No, he wouldn’t have. I refuse to believe it. “Fucking liar.”
He tries to hide it, but I see him flinch. If he doesn’t want to be honest with me about what he’s really scared of, then I guess maybe this is for the best. The anger and hurt coursing through me makes me rush into Oliver’s bedroom. I empty out the drawer he gave me, shoving my clothes into a giant tote I’d stashed in his closet. Next, I dump in the
lotions and soaps I’d brought over, and toss my toothbrush into the trash. On my way out I spot a pair of my favorite heels in his closet, and make sure to get those too. The bag is overflowing and probably a little too heavy for me to carry easily, but I don’t care.
“What are you doing?” Oliver asks, still rooted to the spot where I’d left him.
“Erasing all remnants of this mistake you’ve made from your life. Isn’t that what you want? Well, you got it.”
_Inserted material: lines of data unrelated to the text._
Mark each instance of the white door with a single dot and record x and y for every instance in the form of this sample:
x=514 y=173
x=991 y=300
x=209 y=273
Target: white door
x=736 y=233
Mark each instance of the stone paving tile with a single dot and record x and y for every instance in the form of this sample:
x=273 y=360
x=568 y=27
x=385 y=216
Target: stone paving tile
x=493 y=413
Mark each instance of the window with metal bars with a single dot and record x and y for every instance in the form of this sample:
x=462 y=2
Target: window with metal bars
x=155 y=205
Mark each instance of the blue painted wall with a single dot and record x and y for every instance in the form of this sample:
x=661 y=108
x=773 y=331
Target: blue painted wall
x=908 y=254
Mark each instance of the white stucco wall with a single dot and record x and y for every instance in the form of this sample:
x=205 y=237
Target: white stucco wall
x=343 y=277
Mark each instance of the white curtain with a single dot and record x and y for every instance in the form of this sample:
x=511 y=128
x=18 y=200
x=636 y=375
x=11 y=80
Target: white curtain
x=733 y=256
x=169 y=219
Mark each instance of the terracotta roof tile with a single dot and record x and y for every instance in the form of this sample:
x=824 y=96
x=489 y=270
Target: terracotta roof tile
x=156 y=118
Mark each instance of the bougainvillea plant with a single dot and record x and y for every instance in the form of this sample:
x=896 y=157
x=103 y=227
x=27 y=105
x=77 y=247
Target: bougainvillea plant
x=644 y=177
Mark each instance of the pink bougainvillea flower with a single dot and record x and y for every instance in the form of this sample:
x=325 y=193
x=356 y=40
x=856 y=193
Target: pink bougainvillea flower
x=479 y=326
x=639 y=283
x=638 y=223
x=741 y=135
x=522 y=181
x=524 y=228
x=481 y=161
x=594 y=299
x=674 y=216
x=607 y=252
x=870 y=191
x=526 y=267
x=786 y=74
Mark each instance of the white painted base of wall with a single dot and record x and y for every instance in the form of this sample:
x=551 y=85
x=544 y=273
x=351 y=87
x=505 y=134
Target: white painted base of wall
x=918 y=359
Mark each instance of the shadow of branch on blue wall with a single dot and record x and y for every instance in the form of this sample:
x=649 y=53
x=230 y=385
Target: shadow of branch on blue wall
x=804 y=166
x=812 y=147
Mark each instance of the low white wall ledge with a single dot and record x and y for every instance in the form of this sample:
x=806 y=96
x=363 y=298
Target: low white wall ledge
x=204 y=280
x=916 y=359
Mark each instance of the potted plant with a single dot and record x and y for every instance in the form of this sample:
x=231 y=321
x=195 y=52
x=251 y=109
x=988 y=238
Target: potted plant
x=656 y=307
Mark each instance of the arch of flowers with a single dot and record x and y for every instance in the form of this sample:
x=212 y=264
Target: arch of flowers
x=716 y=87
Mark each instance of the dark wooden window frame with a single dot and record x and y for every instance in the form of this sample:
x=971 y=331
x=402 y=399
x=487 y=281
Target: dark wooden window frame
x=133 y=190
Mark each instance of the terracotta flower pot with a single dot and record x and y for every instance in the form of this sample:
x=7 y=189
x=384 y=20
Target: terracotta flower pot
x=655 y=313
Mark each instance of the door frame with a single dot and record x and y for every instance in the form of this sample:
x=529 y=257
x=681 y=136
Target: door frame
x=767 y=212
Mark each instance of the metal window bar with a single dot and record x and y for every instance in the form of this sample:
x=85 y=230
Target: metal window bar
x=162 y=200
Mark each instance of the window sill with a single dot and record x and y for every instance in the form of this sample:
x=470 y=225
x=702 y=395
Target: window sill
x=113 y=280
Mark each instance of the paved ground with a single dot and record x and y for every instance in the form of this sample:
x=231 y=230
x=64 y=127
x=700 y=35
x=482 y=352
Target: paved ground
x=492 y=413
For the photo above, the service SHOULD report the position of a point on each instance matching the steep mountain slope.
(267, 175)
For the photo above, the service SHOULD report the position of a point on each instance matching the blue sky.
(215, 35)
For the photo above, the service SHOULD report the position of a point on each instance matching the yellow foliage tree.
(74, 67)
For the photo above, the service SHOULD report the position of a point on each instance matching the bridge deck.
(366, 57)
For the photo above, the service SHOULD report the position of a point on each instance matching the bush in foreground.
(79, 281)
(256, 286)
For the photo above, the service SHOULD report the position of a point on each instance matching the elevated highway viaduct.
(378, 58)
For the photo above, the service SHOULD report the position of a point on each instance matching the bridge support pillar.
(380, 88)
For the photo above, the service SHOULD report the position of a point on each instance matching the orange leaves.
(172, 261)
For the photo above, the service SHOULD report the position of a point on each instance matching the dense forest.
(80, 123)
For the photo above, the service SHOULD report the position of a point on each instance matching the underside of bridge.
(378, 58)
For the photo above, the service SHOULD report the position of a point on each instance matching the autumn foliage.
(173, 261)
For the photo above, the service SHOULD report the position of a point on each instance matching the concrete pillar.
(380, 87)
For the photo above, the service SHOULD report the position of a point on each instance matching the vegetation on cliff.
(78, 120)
I storm out into the hallway and down to the street where the doorman hails me a cab.
Oliver doesn’t come after me.
Caught up in a wave of hurt and anger, I wind up at Ben and Marisa’s apartment. I just want to get this confrontation over with, because I want to give my brother a piece of my mind and then not have to see him for…well, a very long time.
Marisa answers the door with a soft, sympathetic look on her face. “Hey,” she says softly, stepping back so I can walk inside. “Are you okay?”
That lump in my throat makes itself known again, and I start tearing up. My eyes are already throbbing and hot from all the crying I’ve done on the way over here.
“No, not really.”
Marisa shuts the door and gives me a comforting hug. “I’m so sorry,” she says when she pulls away. “I feel like it’s my fault for sending Ben over there.”
I shake my head, not wanting her to linger on that kind of guilt. “No, this has been coming for a while. Ben would’ve acted this way no matter when we’d told him. I thought maybe we should do it at dinner tomorrow night—which I will not be attending, by the way—but Oliver was reluctant, which I completely understand now. And makes sense considering Ben told him however many years ago to stay away from me, the nosy asshole.”
“Wait, he did what?” Marisa asks, confused.
“Ben told Oliver to stay away from me,” I repeat.
Her eyebrows scrunch together like she’s trying to figure something out, but that look disappears a few seconds later. “Is everything okay between you and Oliver?”